# Scouting Report Scraping

The purpose of this notebook is to scrape scouting report data from [Baseball Prospectus' database](https://legacy.baseballprospectus.com/prospects/eyewitness.php).

## Setup/Initiation:

First, importing needed packages:

In [1]:
import pickle
import pandas as pd
import matplotlib.pyplot as plt
from pylab import rcParams
%matplotlib inline
rcParams['figure.figsize'] = 20,10
import numpy as np
import glob
from scipy import stats
from bs4 import BeautifulSoup
import requests
import re
from IPython.core.display import display, HTML # make sure Jupyter knows to display it as HTML

In [2]:
home_url = 'https://legacy.baseballprospectus.com/prospects/eyewitness.php'

Setting up beautifulsoup object:

In [3]:
home_response = requests.get(home_url)
page = home_response.text
soup_object = BeautifulSoup(page, 'lxml')

## Initial Dataframe
First, I need a dataframe with each player's initial information (name, links, etc.) to further scrape their reports.

Now, getting the table headers:

In [4]:
header = soup_object.find('tr', class_='header').find_all('td')

In [5]:
header_list = [col.get_text() for col in header]

In [6]:
header_list

['Player', 'Primary Pos', 'Evaluator', 'Report Date', 'OFP']

Getting the rows of the table from the site, for each player, position, evaluattor, report date, OFP.

In [7]:
rows = soup_object.find('tbody').find_all('tr',class_=lambda x: x!= 'header')

In [8]:
player_rows = [row.find_all('td') for row in rows]

In [9]:
final_player_data = []
for player in player_rows:
    player_list = []
    for item in player:
        player_list.append(item.get_text())
    final_player_data.append(player_list)

Now, creating a Pandas dataframe with that info:

In [10]:
initial_df = pd.DataFrame(final_player_data, columns=header_list)
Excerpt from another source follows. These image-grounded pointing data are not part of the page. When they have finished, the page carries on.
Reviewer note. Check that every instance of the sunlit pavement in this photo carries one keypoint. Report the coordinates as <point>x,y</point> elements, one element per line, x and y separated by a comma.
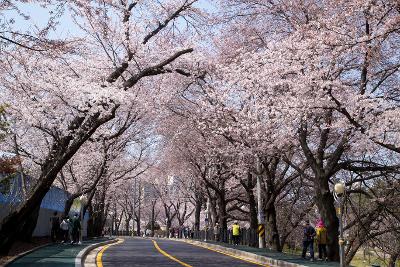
<point>61,255</point>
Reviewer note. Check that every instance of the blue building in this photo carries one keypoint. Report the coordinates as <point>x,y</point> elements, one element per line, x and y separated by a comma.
<point>54,201</point>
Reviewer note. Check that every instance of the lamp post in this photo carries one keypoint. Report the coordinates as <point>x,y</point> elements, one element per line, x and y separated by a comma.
<point>83,200</point>
<point>206,220</point>
<point>340,195</point>
<point>260,215</point>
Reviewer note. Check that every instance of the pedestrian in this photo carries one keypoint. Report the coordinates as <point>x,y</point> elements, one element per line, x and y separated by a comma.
<point>322,240</point>
<point>216,232</point>
<point>236,233</point>
<point>65,229</point>
<point>308,240</point>
<point>55,227</point>
<point>76,228</point>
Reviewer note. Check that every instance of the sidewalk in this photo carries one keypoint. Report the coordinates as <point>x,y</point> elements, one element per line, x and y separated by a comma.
<point>290,258</point>
<point>62,255</point>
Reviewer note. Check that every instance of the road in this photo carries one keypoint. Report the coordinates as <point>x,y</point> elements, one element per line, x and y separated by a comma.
<point>165,253</point>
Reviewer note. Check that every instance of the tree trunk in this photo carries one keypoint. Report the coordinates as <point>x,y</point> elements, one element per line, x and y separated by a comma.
<point>60,153</point>
<point>325,203</point>
<point>393,259</point>
<point>273,236</point>
<point>197,214</point>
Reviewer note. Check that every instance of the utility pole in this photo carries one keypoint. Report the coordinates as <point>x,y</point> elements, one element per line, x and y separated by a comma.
<point>261,223</point>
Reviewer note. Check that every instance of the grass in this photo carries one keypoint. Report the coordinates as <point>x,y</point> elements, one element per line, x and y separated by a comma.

Only thing left to add is the links to each player's personal page - this will allow for scraping of their own scouting reports.  Based on the website, each players link will be 'https://legacy.baseballprospectus.com/prospects' with the Player_Page_Link column added on.

In [11]:
base_link = 'https://legacy.baseballprospectus.com/prospects/'

In [12]:
player_links = [base_link + row[0].find('a').get('href') for row in player_rows]

In [13]:
len(player_links)

1074

In [14]:
initial_df.shape

(1074, 5)

Shapes match up, adding this on:

In [15]:
initial_df['Player_Page_Link'] = player_links
initial_df.head()

Unnamed: 0,Player,Primary Pos,Evaluator,Report Date,OFP,Player_Page_Link
0,CJ Abrams,SS,Keanan Lamb,06/01/2019,50,https://legacy.baseballprospectus.com/prospect...
1,Albert Abreu,P,Mauricio Rubio Jr.,08/27/2016,60,https://legacy.baseballprospectus.com/prospect...
2,Osvaldo Abreu,SS,Tucker Blair,05/04/2015,40,https://legacy.baseballprospectus.com/prospect...
3,Albert Abreu,P,Grant Jones,00/00/0000,60,https://legacy.baseballprospectus.com/prospect...
4,Albert Abreu,P,John Eshleman,12/13/2017,60,https://legacy.baseballprospectus.com/prospect...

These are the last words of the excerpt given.